Darla menggeleng. "Kenapa sering lewat sini? Pindah di daerah sini?"

"Nggak juga, katanya. Tapi mungkin, dia cuma mau memastikan kalau Ibuk baik-baik aja. Karena toh, kami nggak pernah komunikasi lagi. Jadi mungkin, satu-satunya jalan memang langsung ke sini," ucap Jenar.

"Dan kenapa begitu?" tanya Darla kaku. "Kamu yakin bukan karena mau ketemu kamu?"

"Yakin dong. Ngapain juga ketemu aku? Haris udah ada calon istri, kok. Itu, si Hanna," tukas Jenar.

Darla melirik Jenar. "Lalu kenapa harus lihat Ibuk?"

"Karena perhatian Haris ke Ibuk itu tulus," kata Jenar. "Haris pernah bilang kalau dia masih menyesali kepergian ibunya, karena ibunya meninggal waktu Haris di penjara dan belum sempat kasih penjelasan apapun ke beliau. Dari awal Haris ketemu Ibuk, perhatiannya tulus sekali. Setiap kami ngobrol, dia selalu tanya kabar Ibuk. Kemarin pun, kabar Ibuk adalah hal pertama yang dia tanyakan."

"Jadi?" tanya Darla dingin.

"Jadi, Ibuk--jangan terlalu benci sama Haris. Jangan apa ya? Umm...kasih doa yang jelek-jelek buat Haris. Yang kemarin itu salahku, Buk. Katanya kan, doa orang tua selalu didengar Tuhan.
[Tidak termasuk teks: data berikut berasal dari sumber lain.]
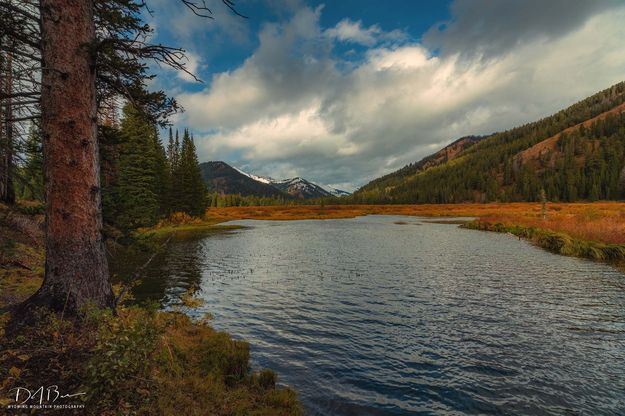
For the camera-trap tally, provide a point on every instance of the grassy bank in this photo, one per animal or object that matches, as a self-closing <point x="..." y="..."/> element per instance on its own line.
<point x="590" y="230"/>
<point x="557" y="242"/>
<point x="141" y="361"/>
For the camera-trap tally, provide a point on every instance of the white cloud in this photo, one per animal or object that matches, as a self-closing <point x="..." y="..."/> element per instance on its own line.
<point x="352" y="31"/>
<point x="192" y="64"/>
<point x="292" y="108"/>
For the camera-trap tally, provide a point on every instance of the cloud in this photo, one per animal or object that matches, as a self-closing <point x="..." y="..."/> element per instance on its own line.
<point x="193" y="64"/>
<point x="491" y="28"/>
<point x="352" y="32"/>
<point x="296" y="107"/>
Dia udah punya banyak kesulitan. Jangan sampai karena aku, Tuhan tambah mempersulit hidupnya," gumam Jenar pelan.

Ekspresi Darla melunak meskipun tatapannya masih dingin. "Pakdemu juga ngomong hal yang sama tentang Ibu Haris."

Jenar meringis. "Dia ngobrol sama Pakde tanpa aku tahu."

Darla tidak langsung menanggapi. Ibunya justru sibuk menghabiskan pisang gorengnya.

"Dia baik sama kamu?" tanya Darla.

Jenar mengangguk. "Walau pendiam gitu, dia orangnya perhatian, kok."

"Yang begitu pendiam?" tepis Darla hingga Jenar tertawa kecil.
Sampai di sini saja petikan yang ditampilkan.